The book is heavily weighted toward JudeoChristian ideology, but Schaeffer’s method of exploration doesn’t rule out other religions or worldviews. He is not concerned here with religion as a tool of political oppression, and he makes it clear that, in that context, he prefers the outlook of the New Atheists because, with a few exceptions, this school of thought doesn’t generally advocate for the eradication of other human beings. His main theme is the vastness of the universe and the hubris of people who profess to have definitive answers to life’s biggest unanswered questions.
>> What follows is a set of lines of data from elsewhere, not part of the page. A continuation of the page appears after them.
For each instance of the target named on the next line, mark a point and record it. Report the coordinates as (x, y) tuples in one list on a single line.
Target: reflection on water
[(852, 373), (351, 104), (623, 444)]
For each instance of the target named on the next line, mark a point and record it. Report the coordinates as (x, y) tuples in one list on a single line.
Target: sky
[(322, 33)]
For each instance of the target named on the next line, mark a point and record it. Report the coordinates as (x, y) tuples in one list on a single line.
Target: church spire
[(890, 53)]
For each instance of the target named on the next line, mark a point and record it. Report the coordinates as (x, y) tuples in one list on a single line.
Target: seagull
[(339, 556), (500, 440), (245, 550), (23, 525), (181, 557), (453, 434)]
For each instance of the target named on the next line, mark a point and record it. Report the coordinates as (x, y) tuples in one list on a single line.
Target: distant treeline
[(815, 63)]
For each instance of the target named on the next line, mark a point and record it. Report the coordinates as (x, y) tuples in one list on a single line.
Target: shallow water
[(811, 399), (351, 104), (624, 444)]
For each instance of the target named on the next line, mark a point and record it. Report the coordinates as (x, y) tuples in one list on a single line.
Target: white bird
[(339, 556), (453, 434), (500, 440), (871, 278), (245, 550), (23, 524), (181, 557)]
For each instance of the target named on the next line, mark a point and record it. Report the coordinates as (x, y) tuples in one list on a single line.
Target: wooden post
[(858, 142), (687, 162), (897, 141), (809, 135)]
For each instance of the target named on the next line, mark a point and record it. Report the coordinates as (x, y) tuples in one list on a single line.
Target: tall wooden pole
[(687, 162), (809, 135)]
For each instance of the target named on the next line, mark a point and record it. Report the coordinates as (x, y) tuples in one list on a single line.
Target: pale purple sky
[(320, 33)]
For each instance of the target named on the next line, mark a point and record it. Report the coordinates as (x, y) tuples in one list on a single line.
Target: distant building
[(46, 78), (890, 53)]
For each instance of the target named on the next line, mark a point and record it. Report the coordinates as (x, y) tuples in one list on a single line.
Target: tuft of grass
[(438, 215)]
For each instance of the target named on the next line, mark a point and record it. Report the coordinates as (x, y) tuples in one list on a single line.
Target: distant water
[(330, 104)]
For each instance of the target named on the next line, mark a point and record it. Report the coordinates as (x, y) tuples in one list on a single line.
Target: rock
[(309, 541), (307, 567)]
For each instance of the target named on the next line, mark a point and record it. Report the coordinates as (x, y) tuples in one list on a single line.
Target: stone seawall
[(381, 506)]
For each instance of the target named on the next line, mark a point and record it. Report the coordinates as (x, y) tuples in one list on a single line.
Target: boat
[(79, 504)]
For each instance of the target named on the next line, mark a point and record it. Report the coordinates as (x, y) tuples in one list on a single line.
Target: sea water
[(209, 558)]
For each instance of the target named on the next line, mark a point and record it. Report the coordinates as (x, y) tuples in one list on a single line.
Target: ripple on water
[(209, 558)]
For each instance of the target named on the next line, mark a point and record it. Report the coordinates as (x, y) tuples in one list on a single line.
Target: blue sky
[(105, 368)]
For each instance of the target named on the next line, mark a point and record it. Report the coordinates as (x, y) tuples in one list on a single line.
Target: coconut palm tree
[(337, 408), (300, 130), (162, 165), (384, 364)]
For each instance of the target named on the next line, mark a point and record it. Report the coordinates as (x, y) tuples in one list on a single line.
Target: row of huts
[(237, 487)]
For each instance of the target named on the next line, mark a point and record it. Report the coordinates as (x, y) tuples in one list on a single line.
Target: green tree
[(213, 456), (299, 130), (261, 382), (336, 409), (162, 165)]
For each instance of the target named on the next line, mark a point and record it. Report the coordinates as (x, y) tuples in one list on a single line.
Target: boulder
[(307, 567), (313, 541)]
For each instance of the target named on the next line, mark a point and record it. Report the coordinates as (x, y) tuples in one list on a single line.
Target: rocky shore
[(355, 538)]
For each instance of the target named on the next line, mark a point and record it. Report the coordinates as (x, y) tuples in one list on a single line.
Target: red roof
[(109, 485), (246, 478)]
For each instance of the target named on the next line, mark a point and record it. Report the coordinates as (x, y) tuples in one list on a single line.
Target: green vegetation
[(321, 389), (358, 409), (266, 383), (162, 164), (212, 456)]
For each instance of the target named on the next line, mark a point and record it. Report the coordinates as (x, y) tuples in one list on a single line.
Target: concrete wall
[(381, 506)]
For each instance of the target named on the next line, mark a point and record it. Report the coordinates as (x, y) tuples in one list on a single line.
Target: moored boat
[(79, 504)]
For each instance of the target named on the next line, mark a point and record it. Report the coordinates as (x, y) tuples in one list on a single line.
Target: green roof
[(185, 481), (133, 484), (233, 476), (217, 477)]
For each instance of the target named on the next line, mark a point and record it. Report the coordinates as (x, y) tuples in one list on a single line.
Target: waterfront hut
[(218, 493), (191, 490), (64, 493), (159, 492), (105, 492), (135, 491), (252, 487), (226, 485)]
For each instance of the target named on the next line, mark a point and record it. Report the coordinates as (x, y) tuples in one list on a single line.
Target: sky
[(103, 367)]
In the prologue, he writes, “I believe that the ideological opposites that I’ll be talking about — atheism and fundamentalist religion — often share the same fallacy: truth claims that reek of false certainties.” He says there is an alternative that “actually matches the way life is lived rather than how we usually talk about belief. I call that alternative ‘hopeful certainty.’” But he isn’t trying to make converts. “I offer no proofs. There are none. When talking about the unknowable, pretending to have the facts is about as useful as winning a medal from the Wizard of Oz.” Schaeffer’s voice is casual but firm. You don’t have to agree with him, but he isn’t easily dismissed. He is intimately familiar with evangelical fundamentalism as a way of life (and lucrative career track), and he has spent decades on what feels like a rigorous questioning of his own beliefs as well as why so many people — even atheists themselves — turn to the idea of a “something” behind the creation of the universe, whether the god in question is God or Science.
Each chapter begins with a quote from Søren Kierkegaard and takes on a different argument or aspect of fundamentalism or atheism, though in the book’s second half Schaeffer uses stories from his life to illustrate the largeness of God and the ineffectiveness of reducing God to an all-or-nothing proposition. His views on the New Atheists are scathing: he equates Dawkins with the worst of the self-aggrandizing televangelists, noting that his followers buy merchandise worth thousands of dollars from his website, including wearable items designed as conversation starters in order to witness to strangers — a tool often used by evangelical Christians. He has no patience for Rick Warren, either, founder of the mega-church Saddleback. “His church is very much about him,” Schaeffer writes. “He’s the star in a cult of personality that fits the celebrity-worshipping temper of our times.”
My fundamentalist friend withdrew from our conversation after realizing I advocate for mystery over finite answers, and my atheist friend has begun to see science as a power possibly greater than herself — but before I read Schaeffer’s book, I was unable to articulate my frustration. Schaeffer identifies the place where so many of us sit, rim-rocked between the hard and fast beliefs of the people we love the most: “As a person of faith — both chosen and inherited — where do I fit as a writer? ... Where do love and mystery and mercy fit in the literalist-minded armed camp of atheist against believer, when the whole debate is tinged with a deadly fear of the other?”